The worst thing that can happen to global power is not to be attacked or destroyed, but to be humiliated. Global power was humiliated on September 11 because the terrorists inflicted something the system cannot give back. Armed  reprisals are merely a means of physical response and cannot respond to the challenge the terrorists symbolically represent. On September 11, global power was symbolically defeated. Armed attacks or war is a response to an aggression, but not to a symbolic challenge. A symbolic challenge is accepted and removed when the other is humiliated in return (and this does not happen when the other is killed by bombs or locked away at Guantanamo Bay). Symbolic obligation’s fundamental rule requires that the starting point of domination is the total absence of any equivalent, any return.

A unilateral gift is a powerful act. The empire of “good” gives without any possibility of a return. This is to assume the place of God – to assume the role of the master who’s slaves are allowed to live in exchange for their labour. Work is never a symbolic return, which leaves the slave with only the option of death or revolt. In earlier times God allowed for sacrifice – making it possible to repay the higher authority – which insured the symbolic equilibrium between man and the universe. We no longer have such means of repaying symbolic debt and this is the curse on our culture – only giving is possible – giving back is impossible without the importance of the sacrifice, which has been taken away. What remains are caricatures of sacrifice such as victimization.

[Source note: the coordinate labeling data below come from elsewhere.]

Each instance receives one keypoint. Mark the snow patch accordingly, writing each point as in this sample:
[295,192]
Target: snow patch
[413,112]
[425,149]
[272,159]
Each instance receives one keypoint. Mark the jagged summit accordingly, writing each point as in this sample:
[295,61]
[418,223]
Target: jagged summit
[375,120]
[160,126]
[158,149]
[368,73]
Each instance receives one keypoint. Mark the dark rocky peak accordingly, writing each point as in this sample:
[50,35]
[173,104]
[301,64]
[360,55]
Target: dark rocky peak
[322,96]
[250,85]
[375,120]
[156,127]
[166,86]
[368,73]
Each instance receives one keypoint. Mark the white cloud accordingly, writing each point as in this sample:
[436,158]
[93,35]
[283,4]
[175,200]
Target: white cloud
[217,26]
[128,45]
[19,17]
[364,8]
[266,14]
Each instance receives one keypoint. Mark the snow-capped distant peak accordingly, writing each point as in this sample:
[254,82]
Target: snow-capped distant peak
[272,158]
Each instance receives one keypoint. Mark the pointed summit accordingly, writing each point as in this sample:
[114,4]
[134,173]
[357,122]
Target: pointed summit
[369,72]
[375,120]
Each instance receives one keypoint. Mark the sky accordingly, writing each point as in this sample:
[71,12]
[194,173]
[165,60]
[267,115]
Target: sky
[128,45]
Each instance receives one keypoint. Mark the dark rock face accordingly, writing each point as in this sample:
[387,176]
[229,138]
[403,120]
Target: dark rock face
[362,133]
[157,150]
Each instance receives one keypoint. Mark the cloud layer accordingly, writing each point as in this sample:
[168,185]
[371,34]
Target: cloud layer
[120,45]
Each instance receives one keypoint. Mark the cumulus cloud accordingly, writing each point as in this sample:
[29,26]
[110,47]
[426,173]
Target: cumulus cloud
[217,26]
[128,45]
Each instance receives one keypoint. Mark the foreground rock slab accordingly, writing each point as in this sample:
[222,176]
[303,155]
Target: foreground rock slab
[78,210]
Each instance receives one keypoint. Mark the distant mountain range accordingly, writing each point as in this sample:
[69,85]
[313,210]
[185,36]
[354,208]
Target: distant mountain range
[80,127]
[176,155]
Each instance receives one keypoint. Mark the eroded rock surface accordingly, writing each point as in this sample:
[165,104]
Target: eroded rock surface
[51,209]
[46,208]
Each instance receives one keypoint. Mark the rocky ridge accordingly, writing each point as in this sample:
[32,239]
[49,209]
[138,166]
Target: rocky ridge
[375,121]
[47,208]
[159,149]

And so we are left always to receive, not only from God or from nature, but also from the technical mechanisms which provide for daily exchange and gratification. Like slaves, we receive almost everything – and we are entitled to it all – like slaves who are spared but always bound to an impossible debt. However, at some point in time the rule always comes into force and a negative reaction will take place.

The return may be the expression of negative passion and may thus take the form of violence or terrorism – a debased form of a payment that is impossible to provide. We must recall the destiny that Dostoevsky’s Grand Inquisitor had prepared for the masses in his Brother’s Karamazov – the defeat of freedom in order to make men happy. And so, what we hate in ourselves is the excess or reality – the accomplishment of comfort, power, and universal availability. This is precisely what the terrorists find repulsive about our culture and hence the endless fascination with terrorism.

The support for terrorism emerges not only from the humiliated but also from the wider invisible despair of those who are the beneficiaries of globalization. It also depends on our own submission to technology and to the crushing virtual reality of the networks and programs. Our own feelings of despair – an invisible despair – is based on this dependence of a species on technology and it is irreversible as it is the result of the fulfillment of our desires.

As the result of an excess of reality and the impossibility of exchange with reality – the result of an excess without possibility of return – then efforts to eliminate it as an infliction imposed from the outside are illusory. Terrorism, for all of its absurdity and meaningless nonsense, is our society’s judgment and punishment.


Endnotes

1 – Jean Baudrillard. Fragments: Cool Memories III (1990-1995). New York: Verso, 1997:133.

2 – I prefer “furious envy” (also used by Luke Sandford’s in his translation) to other possibilities (e.g. jealousy, resentment).